Xinhua, May 12, 2016 Adjust font size:

Researchers at two U.S. universities have found that a four-planet system observed several years ago by the Kepler spacecraft is a rarity: the planets are orbiting the star in a unique resonance that has been locked in for billions of years.

Specifically, within the stellar system, for every three orbits of the outermost planet, the second orbits four times, the third six times and the innermost eight times, the researchers from the University of Chicago and University of California, Berkeley, said in their report online Wednesday in the journal Nature.

Such orbital resonances are not uncommon, as our own dwarf planet Pluto orbits the sun twice during the same period that Neptune completes three orbits, but a four-planet resonance is rare.

The planets are all miniature Neptunes nestled close to the star.

The researchers are interested in the system, known as Kepler-223, because our system's four giant planets, namely Jupiter, Saturn, Neptune and Uranus, are thought to have once been in resonant orbits that were disrupted sometime during their 4.5-billion-year history.

Howard Isaacson, a UC Berkeley research astronomer and co-author of the study, said the system can help us understand how our solar system and other stellar systems discovered in the past few decades formed, and help resolve the question of whether planets stay in the same place they formed, or whether they move closer to or farther from their star over the eons.

"Basically, this system is so peculiar in the way that it's locked into resonances that it strongly suggests that migration is the method by which the planets formed - that is, migrating inward toward the star after forming farther out," he said.

"Exactly how and where planets form is an outstanding question in planetary science," Sean Mills, a graduate student at the University of Chicago, was quoted as saying in a news release from UC Berkeley. "Our work essentially tests a model for planet formation for a type of planet we don't have in our solar system."

The resonance could have been set up within a few 100,000 years, as each planet in turn migrated close enough to the others to get captured.
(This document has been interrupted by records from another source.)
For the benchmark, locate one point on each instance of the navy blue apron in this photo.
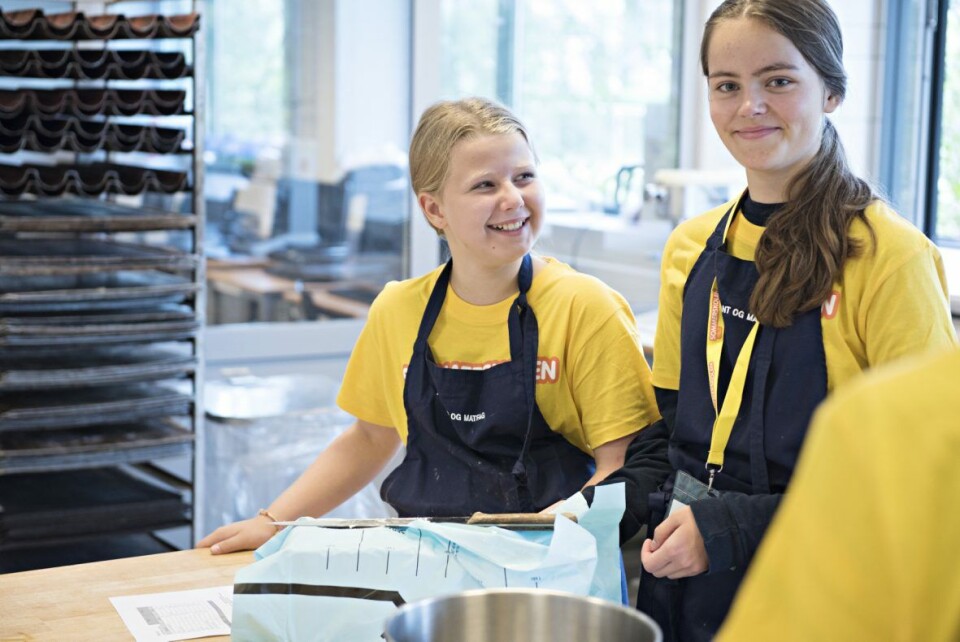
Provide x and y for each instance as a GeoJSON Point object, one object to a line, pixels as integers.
{"type": "Point", "coordinates": [786, 380]}
{"type": "Point", "coordinates": [476, 440]}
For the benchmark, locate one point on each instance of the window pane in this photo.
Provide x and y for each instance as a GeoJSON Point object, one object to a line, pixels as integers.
{"type": "Point", "coordinates": [948, 184]}
{"type": "Point", "coordinates": [469, 64]}
{"type": "Point", "coordinates": [597, 85]}
{"type": "Point", "coordinates": [306, 190]}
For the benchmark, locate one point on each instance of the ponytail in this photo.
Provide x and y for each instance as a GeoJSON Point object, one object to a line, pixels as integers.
{"type": "Point", "coordinates": [801, 254]}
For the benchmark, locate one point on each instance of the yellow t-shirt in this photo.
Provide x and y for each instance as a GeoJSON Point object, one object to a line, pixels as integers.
{"type": "Point", "coordinates": [891, 301]}
{"type": "Point", "coordinates": [866, 545]}
{"type": "Point", "coordinates": [593, 384]}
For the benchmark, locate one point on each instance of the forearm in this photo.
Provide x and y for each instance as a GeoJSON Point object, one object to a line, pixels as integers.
{"type": "Point", "coordinates": [340, 471]}
{"type": "Point", "coordinates": [609, 457]}
{"type": "Point", "coordinates": [732, 527]}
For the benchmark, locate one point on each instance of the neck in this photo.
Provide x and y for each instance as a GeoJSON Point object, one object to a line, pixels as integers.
{"type": "Point", "coordinates": [484, 285]}
{"type": "Point", "coordinates": [766, 188]}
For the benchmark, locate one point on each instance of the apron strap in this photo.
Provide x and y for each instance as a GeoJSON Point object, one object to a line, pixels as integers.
{"type": "Point", "coordinates": [524, 343]}
{"type": "Point", "coordinates": [529, 338]}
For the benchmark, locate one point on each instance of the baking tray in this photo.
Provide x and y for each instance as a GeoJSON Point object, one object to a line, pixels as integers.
{"type": "Point", "coordinates": [92, 102]}
{"type": "Point", "coordinates": [92, 447]}
{"type": "Point", "coordinates": [35, 132]}
{"type": "Point", "coordinates": [72, 408]}
{"type": "Point", "coordinates": [87, 180]}
{"type": "Point", "coordinates": [164, 323]}
{"type": "Point", "coordinates": [94, 64]}
{"type": "Point", "coordinates": [56, 506]}
{"type": "Point", "coordinates": [90, 292]}
{"type": "Point", "coordinates": [65, 368]}
{"type": "Point", "coordinates": [81, 215]}
{"type": "Point", "coordinates": [33, 256]}
{"type": "Point", "coordinates": [34, 24]}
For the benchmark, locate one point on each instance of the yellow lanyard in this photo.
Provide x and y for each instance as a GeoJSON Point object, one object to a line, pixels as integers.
{"type": "Point", "coordinates": [727, 413]}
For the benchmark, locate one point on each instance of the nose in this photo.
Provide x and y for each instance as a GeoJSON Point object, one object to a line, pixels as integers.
{"type": "Point", "coordinates": [512, 197]}
{"type": "Point", "coordinates": [753, 103]}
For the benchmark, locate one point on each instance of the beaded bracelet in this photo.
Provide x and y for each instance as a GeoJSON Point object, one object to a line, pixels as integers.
{"type": "Point", "coordinates": [263, 512]}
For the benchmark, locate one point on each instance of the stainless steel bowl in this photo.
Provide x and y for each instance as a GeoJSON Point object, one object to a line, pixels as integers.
{"type": "Point", "coordinates": [530, 615]}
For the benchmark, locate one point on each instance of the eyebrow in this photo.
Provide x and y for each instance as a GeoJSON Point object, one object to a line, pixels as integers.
{"type": "Point", "coordinates": [777, 66]}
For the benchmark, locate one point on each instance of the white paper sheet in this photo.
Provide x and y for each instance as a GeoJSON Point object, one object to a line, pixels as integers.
{"type": "Point", "coordinates": [180, 615]}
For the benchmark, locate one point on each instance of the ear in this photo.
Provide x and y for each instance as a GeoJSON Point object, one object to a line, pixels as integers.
{"type": "Point", "coordinates": [831, 103]}
{"type": "Point", "coordinates": [433, 210]}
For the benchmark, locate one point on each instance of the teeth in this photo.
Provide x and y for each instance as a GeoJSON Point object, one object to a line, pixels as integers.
{"type": "Point", "coordinates": [510, 227]}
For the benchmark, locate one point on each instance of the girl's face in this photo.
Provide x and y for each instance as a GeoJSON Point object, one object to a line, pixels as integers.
{"type": "Point", "coordinates": [490, 208]}
{"type": "Point", "coordinates": [766, 102]}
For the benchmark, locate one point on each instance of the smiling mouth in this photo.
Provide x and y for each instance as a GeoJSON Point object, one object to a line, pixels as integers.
{"type": "Point", "coordinates": [509, 227]}
{"type": "Point", "coordinates": [756, 133]}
The astronomers suspect there were special circumstances that allowed the resonance to persist for 6 million years.

Scientists suspect that our solar system's massive planets may have been knocked out of resonances that once resembled those of Kepler-223, possibly after interacting with numerous asteroids and small planets. Other processes, including tidal forces that flex the planets, might also cause resonance separation.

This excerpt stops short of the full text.